By the way, the experience of the tsarist police was actively used subsequently in strengthening the Soviet internal affairs bodies. If formerly the tsarist policemen were perceived solely as “punishers”, “executioners” who served the exploitative regime, then, as crime increased, it became clear to Soviet policemen that it was impossible to do without the accumulated experience of predecessors in the difficult task of fighting crime. However, unlike the Red Army, where former royal officers served in large numbers and many of them made a dizzying career in Soviet times, everything was different in the law enforcement system. The Soviet police used the experience of the tsarist police, but the vast majority of the police themselves could not serve in the Soviet law enforcement agencies. The attitude to the former guardians of the tsarist order in 1920-1930-s was the coolest, many of them waited for the courts, prisons and even executions.
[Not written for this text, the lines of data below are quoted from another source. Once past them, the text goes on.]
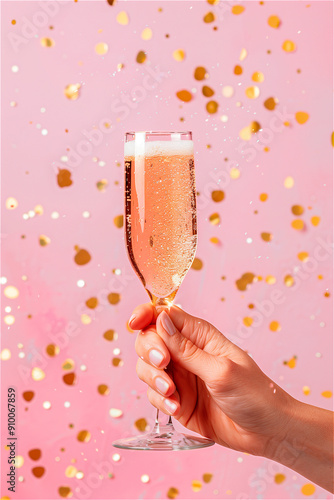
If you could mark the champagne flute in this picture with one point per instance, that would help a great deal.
(161, 240)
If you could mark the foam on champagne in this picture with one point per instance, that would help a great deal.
(159, 148)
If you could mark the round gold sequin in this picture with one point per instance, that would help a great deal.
(103, 389)
(47, 42)
(237, 9)
(289, 46)
(274, 21)
(114, 298)
(119, 221)
(301, 117)
(38, 471)
(28, 395)
(207, 91)
(179, 55)
(141, 57)
(209, 17)
(184, 95)
(197, 264)
(200, 73)
(52, 350)
(212, 107)
(252, 92)
(83, 436)
(275, 326)
(72, 91)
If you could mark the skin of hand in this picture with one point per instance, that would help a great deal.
(214, 388)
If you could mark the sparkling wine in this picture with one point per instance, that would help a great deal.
(161, 223)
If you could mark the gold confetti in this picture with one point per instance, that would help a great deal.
(297, 224)
(28, 395)
(38, 471)
(141, 57)
(52, 350)
(196, 485)
(237, 9)
(84, 436)
(288, 46)
(72, 91)
(209, 17)
(47, 42)
(197, 264)
(101, 48)
(184, 95)
(119, 221)
(252, 92)
(212, 107)
(218, 195)
(274, 21)
(301, 117)
(200, 73)
(114, 298)
(266, 236)
(279, 478)
(308, 489)
(44, 240)
(303, 256)
(179, 55)
(146, 34)
(122, 18)
(207, 91)
(172, 493)
(37, 374)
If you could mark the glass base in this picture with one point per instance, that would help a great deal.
(163, 438)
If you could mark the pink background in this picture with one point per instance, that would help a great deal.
(50, 301)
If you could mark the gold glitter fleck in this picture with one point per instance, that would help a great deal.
(101, 48)
(184, 95)
(172, 493)
(47, 42)
(274, 21)
(289, 46)
(196, 485)
(212, 107)
(72, 91)
(252, 92)
(207, 91)
(301, 117)
(37, 374)
(237, 9)
(146, 34)
(122, 18)
(179, 55)
(209, 17)
(266, 236)
(35, 454)
(308, 489)
(28, 395)
(38, 471)
(279, 478)
(84, 436)
(141, 57)
(214, 219)
(103, 389)
(197, 264)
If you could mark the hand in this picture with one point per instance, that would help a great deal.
(216, 389)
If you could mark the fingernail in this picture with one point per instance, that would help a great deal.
(170, 406)
(161, 385)
(167, 323)
(155, 357)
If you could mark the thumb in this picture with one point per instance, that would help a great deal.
(182, 350)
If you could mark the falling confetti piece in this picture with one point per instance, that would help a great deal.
(72, 91)
(301, 117)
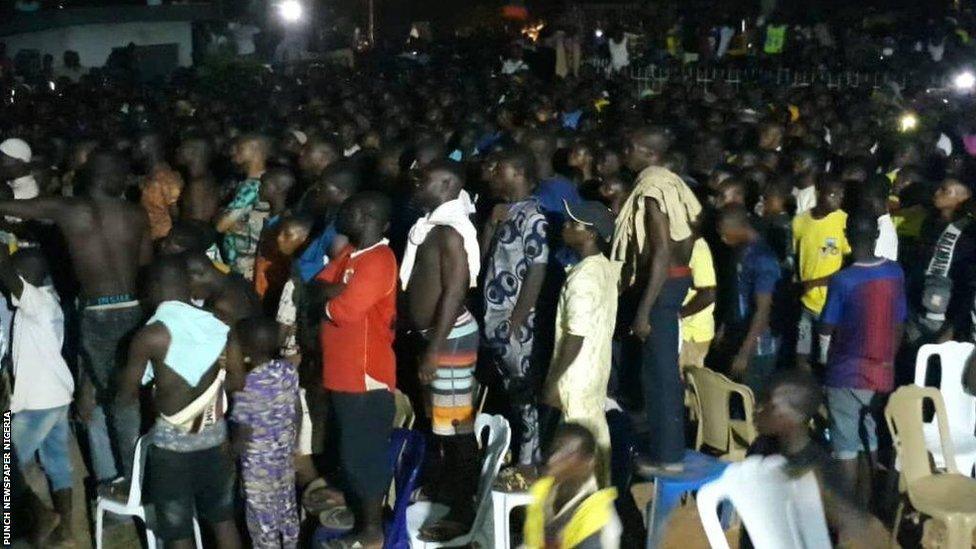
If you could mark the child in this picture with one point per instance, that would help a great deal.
(43, 385)
(820, 246)
(567, 509)
(265, 415)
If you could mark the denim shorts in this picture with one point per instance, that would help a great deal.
(807, 332)
(854, 421)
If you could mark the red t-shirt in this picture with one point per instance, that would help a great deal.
(358, 329)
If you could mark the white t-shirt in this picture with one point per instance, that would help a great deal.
(887, 244)
(41, 376)
(806, 199)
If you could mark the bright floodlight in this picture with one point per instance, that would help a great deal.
(290, 10)
(964, 81)
(908, 122)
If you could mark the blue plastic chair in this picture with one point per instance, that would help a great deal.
(699, 469)
(407, 449)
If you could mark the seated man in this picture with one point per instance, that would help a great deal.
(568, 510)
(188, 468)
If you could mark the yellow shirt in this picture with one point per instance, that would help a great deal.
(700, 327)
(820, 245)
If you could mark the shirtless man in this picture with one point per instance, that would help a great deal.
(109, 240)
(200, 200)
(441, 263)
(188, 468)
(654, 238)
(228, 296)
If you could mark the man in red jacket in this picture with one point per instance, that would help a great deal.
(358, 364)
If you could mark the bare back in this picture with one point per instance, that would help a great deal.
(108, 240)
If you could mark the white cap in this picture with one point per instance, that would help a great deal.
(16, 148)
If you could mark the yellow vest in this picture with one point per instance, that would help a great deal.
(589, 518)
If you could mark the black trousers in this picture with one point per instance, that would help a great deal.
(364, 422)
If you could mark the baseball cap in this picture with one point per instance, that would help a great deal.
(592, 214)
(16, 148)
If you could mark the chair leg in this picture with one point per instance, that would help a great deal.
(897, 524)
(99, 525)
(196, 533)
(959, 533)
(498, 515)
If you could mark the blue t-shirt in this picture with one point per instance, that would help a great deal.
(864, 304)
(757, 272)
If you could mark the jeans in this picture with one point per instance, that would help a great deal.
(663, 390)
(104, 342)
(45, 432)
(364, 421)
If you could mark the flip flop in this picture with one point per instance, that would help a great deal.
(337, 518)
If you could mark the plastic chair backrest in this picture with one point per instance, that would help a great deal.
(499, 438)
(138, 462)
(404, 416)
(905, 422)
(713, 391)
(406, 471)
(785, 512)
(953, 357)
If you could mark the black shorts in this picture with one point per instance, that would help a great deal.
(180, 485)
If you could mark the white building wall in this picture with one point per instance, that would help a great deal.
(94, 43)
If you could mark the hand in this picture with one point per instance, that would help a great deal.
(427, 370)
(640, 328)
(739, 366)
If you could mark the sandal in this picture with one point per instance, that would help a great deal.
(337, 519)
(442, 531)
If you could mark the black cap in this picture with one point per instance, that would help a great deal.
(592, 214)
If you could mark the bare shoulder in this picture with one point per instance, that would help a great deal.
(446, 236)
(153, 339)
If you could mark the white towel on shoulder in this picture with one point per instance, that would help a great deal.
(455, 214)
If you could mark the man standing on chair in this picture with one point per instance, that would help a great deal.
(441, 263)
(189, 469)
(653, 239)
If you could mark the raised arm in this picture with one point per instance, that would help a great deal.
(8, 275)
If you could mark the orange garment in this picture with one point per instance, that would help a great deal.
(161, 192)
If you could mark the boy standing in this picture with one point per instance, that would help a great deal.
(862, 326)
(585, 320)
(43, 385)
(515, 240)
(820, 245)
(358, 364)
(746, 335)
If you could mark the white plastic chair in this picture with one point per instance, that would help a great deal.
(424, 512)
(502, 504)
(132, 506)
(960, 406)
(782, 512)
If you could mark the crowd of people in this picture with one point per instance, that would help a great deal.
(247, 279)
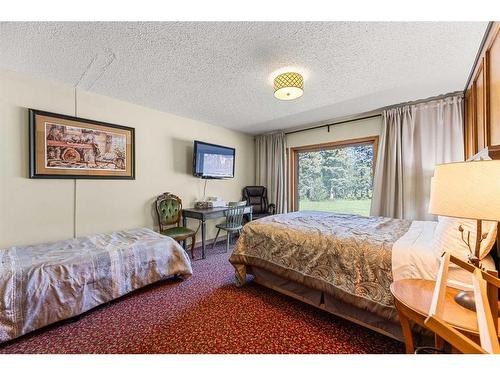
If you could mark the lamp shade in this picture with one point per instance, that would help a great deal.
(469, 190)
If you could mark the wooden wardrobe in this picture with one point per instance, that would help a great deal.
(482, 98)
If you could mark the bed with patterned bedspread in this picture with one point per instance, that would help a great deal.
(347, 257)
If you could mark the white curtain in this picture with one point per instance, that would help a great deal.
(270, 167)
(414, 139)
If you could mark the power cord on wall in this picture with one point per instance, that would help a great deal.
(74, 184)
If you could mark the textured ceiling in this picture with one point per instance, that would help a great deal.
(221, 72)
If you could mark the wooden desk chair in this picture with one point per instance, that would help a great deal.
(485, 286)
(169, 211)
(234, 221)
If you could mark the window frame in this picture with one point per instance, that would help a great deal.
(293, 162)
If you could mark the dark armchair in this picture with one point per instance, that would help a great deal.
(256, 196)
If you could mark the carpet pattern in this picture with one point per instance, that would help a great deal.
(205, 314)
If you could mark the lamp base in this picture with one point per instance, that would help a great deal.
(466, 299)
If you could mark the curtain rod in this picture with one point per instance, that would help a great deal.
(332, 124)
(438, 97)
(481, 46)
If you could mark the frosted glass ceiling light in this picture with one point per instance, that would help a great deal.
(288, 86)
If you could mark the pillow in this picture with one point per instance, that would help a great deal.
(447, 237)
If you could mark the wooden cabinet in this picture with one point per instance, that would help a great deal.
(482, 98)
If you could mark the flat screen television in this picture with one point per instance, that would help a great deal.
(213, 161)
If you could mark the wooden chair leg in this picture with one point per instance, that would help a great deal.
(216, 236)
(408, 336)
(193, 242)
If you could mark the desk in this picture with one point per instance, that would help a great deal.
(203, 215)
(412, 299)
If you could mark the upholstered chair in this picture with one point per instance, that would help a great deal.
(169, 211)
(234, 221)
(256, 196)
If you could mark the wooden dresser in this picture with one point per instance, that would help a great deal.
(482, 98)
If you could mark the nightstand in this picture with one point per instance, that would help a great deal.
(412, 299)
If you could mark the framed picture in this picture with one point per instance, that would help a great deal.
(71, 147)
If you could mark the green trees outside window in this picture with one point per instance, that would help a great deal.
(338, 179)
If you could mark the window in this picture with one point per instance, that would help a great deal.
(336, 177)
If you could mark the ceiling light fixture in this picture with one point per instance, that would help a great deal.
(288, 86)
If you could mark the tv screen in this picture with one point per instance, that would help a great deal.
(213, 161)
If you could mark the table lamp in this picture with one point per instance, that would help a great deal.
(467, 190)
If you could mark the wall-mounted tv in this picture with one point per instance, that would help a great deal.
(213, 161)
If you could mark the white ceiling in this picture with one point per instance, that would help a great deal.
(221, 72)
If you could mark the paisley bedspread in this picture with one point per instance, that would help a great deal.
(46, 283)
(347, 256)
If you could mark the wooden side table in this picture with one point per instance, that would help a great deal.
(412, 299)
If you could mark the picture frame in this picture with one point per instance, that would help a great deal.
(67, 147)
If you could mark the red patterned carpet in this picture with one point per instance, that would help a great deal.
(205, 314)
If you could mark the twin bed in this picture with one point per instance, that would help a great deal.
(46, 283)
(340, 263)
(343, 264)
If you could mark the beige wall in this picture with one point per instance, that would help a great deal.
(33, 210)
(350, 130)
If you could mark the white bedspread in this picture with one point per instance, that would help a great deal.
(46, 283)
(414, 258)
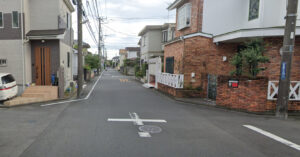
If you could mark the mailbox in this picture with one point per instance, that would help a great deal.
(233, 84)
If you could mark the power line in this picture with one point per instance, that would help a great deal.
(119, 31)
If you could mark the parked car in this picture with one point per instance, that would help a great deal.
(8, 86)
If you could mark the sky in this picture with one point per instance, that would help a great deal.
(122, 21)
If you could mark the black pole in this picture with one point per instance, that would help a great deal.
(80, 56)
(286, 60)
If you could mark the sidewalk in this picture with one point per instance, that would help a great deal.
(197, 101)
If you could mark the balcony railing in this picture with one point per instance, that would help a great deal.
(172, 80)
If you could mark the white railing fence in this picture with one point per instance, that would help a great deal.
(172, 80)
(294, 90)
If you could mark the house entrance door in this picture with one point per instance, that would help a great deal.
(42, 66)
(212, 87)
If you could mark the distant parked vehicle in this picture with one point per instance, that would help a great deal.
(8, 86)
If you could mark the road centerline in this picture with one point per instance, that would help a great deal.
(274, 137)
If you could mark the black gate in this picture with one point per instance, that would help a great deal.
(212, 87)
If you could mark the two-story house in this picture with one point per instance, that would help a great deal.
(133, 52)
(36, 35)
(153, 38)
(210, 32)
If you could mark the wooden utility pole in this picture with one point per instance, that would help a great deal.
(80, 58)
(286, 60)
(99, 46)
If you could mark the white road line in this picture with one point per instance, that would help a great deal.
(274, 137)
(76, 100)
(144, 134)
(134, 120)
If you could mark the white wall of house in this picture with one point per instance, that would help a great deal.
(11, 51)
(153, 44)
(44, 14)
(122, 58)
(221, 16)
(132, 54)
(64, 50)
(75, 63)
(144, 46)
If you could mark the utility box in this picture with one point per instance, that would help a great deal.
(233, 84)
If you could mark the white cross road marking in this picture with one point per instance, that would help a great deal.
(134, 120)
(274, 137)
(137, 121)
(144, 134)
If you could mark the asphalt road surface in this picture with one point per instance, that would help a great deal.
(121, 118)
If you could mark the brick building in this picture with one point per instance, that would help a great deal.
(208, 35)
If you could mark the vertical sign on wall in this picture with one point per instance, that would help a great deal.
(283, 71)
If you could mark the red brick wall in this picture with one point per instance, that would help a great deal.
(196, 18)
(251, 95)
(179, 93)
(201, 55)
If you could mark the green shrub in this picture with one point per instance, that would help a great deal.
(248, 60)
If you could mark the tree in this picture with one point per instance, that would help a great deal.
(249, 59)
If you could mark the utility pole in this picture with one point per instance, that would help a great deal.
(286, 60)
(99, 46)
(80, 58)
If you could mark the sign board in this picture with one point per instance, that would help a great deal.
(233, 84)
(283, 71)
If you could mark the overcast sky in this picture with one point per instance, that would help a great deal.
(123, 20)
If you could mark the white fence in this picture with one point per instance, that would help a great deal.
(294, 90)
(172, 80)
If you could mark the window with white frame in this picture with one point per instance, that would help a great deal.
(253, 9)
(3, 62)
(1, 20)
(165, 36)
(184, 16)
(15, 19)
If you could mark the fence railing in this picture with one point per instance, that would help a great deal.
(294, 90)
(172, 80)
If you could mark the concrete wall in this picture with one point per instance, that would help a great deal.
(7, 6)
(221, 16)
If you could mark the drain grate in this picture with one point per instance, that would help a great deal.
(150, 129)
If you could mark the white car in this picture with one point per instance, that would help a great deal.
(8, 86)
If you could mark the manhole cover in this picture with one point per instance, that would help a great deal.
(150, 128)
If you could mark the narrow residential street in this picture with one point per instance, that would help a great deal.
(109, 123)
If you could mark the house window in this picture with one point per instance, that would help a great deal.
(1, 20)
(165, 36)
(3, 62)
(170, 65)
(173, 33)
(15, 19)
(184, 16)
(253, 9)
(69, 59)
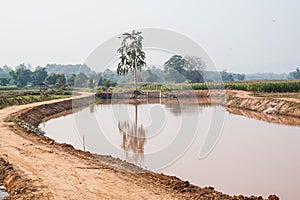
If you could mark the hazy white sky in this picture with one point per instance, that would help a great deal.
(238, 35)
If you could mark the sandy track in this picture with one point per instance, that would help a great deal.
(56, 173)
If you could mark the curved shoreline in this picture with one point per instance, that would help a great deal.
(169, 186)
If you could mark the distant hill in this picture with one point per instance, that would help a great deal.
(68, 70)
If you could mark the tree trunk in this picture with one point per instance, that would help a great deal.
(134, 79)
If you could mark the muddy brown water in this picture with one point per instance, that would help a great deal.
(201, 143)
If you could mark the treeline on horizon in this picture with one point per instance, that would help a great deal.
(177, 69)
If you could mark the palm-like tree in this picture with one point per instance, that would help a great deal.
(132, 57)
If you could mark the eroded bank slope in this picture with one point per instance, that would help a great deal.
(38, 168)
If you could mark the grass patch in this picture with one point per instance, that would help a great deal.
(25, 97)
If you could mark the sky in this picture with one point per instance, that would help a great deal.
(238, 35)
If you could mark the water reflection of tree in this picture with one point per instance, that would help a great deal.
(133, 139)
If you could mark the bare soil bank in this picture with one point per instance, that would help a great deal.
(34, 167)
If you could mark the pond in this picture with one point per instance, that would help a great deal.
(198, 142)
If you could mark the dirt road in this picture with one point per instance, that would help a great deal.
(39, 168)
(56, 173)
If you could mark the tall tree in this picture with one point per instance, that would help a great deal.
(132, 57)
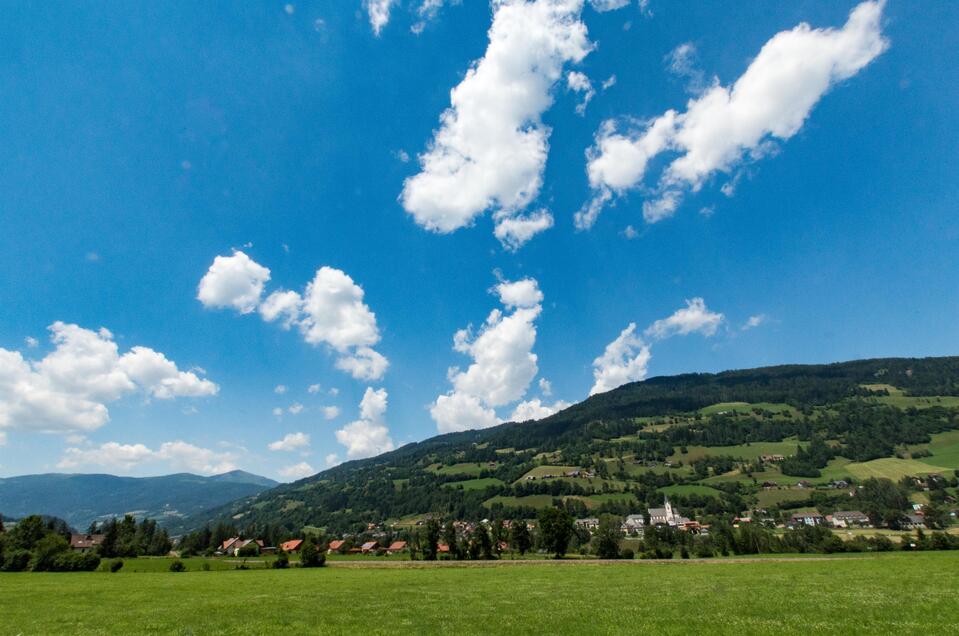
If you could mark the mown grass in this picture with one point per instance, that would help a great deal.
(892, 468)
(466, 468)
(901, 593)
(742, 451)
(475, 484)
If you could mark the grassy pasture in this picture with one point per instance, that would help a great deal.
(905, 593)
(892, 468)
(690, 489)
(475, 484)
(905, 402)
(746, 407)
(547, 469)
(890, 389)
(469, 469)
(944, 448)
(743, 451)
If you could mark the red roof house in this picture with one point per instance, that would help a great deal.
(396, 546)
(291, 546)
(85, 542)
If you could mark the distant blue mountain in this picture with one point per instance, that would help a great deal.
(81, 499)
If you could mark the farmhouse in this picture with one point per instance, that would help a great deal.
(665, 516)
(591, 523)
(291, 546)
(633, 524)
(849, 519)
(806, 519)
(396, 547)
(85, 542)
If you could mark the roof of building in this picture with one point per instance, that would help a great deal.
(85, 540)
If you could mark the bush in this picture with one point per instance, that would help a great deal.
(75, 562)
(250, 549)
(16, 560)
(310, 556)
(46, 552)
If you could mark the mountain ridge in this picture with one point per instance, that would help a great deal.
(802, 402)
(80, 498)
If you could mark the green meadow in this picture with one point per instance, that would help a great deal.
(901, 592)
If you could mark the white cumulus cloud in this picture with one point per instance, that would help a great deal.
(69, 388)
(297, 471)
(694, 317)
(490, 149)
(331, 312)
(177, 455)
(724, 126)
(369, 435)
(626, 359)
(233, 281)
(535, 409)
(503, 361)
(754, 321)
(579, 83)
(379, 13)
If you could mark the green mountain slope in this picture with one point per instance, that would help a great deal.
(80, 499)
(709, 441)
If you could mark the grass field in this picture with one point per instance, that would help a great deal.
(742, 451)
(475, 484)
(746, 407)
(866, 595)
(905, 402)
(690, 489)
(469, 469)
(892, 468)
(944, 448)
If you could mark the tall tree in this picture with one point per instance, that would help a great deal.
(556, 529)
(431, 537)
(607, 538)
(520, 539)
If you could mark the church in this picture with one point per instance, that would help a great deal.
(666, 516)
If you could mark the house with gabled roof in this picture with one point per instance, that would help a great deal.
(291, 546)
(85, 542)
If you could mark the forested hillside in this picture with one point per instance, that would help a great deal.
(773, 439)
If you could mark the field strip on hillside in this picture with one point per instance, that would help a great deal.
(577, 562)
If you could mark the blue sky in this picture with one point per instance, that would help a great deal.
(142, 142)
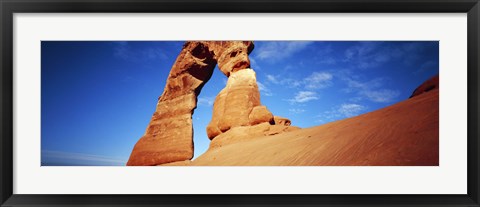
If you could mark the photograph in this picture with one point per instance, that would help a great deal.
(239, 103)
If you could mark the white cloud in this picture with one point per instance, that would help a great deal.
(381, 96)
(345, 110)
(304, 96)
(72, 158)
(349, 110)
(372, 90)
(206, 101)
(253, 64)
(296, 111)
(277, 50)
(125, 51)
(272, 79)
(263, 89)
(318, 80)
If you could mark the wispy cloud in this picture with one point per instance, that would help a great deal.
(375, 54)
(427, 66)
(372, 90)
(72, 158)
(344, 110)
(349, 110)
(296, 111)
(253, 64)
(125, 51)
(304, 96)
(277, 50)
(206, 101)
(316, 80)
(263, 89)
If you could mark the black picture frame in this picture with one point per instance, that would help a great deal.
(9, 7)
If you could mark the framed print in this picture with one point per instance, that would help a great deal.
(199, 103)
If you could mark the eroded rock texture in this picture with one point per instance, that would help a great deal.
(169, 135)
(238, 104)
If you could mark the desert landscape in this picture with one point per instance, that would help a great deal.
(243, 132)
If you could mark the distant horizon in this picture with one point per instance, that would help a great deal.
(98, 96)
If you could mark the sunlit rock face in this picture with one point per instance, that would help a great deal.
(238, 104)
(169, 135)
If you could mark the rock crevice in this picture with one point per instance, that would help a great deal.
(169, 135)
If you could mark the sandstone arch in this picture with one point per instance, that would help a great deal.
(169, 135)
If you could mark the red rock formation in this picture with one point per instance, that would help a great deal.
(169, 135)
(238, 104)
(430, 84)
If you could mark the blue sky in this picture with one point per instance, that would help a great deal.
(98, 97)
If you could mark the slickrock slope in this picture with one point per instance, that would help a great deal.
(428, 85)
(404, 134)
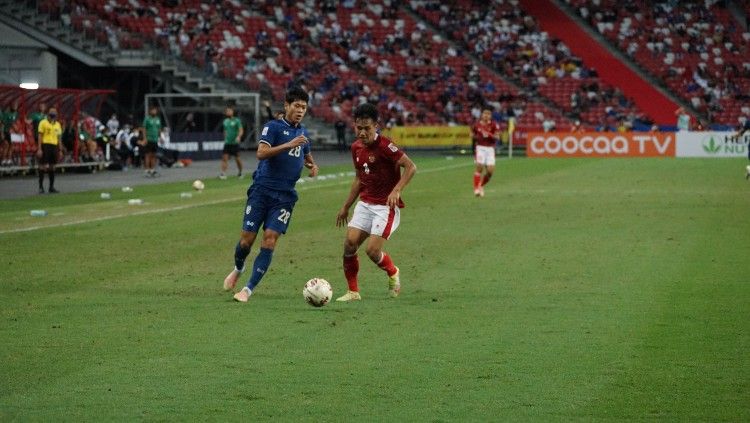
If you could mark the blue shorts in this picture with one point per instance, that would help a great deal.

Nevertheless, Soviet Russia practically “from scratch” was able to staff the new law enforcement agencies - the Soviet police. It was not so easy to do it. There are many scientific studies and works of art dedicated to the first steps of the Soviet militia. In those years, the militia was indeed popular and was staffed predominantly by workers and poor peasants and middle peasants. After the end of the Civil War, many Red Army men began to serve in the militia. The Soviet militia was staffed only by people from the working population, first of all by active workers. It was almost impossible to get a service to the police as a representative of the "exploitative" layers, unless it was about people with pre-revolutionary experience of underground activities in the ranks of the RSDLP (b).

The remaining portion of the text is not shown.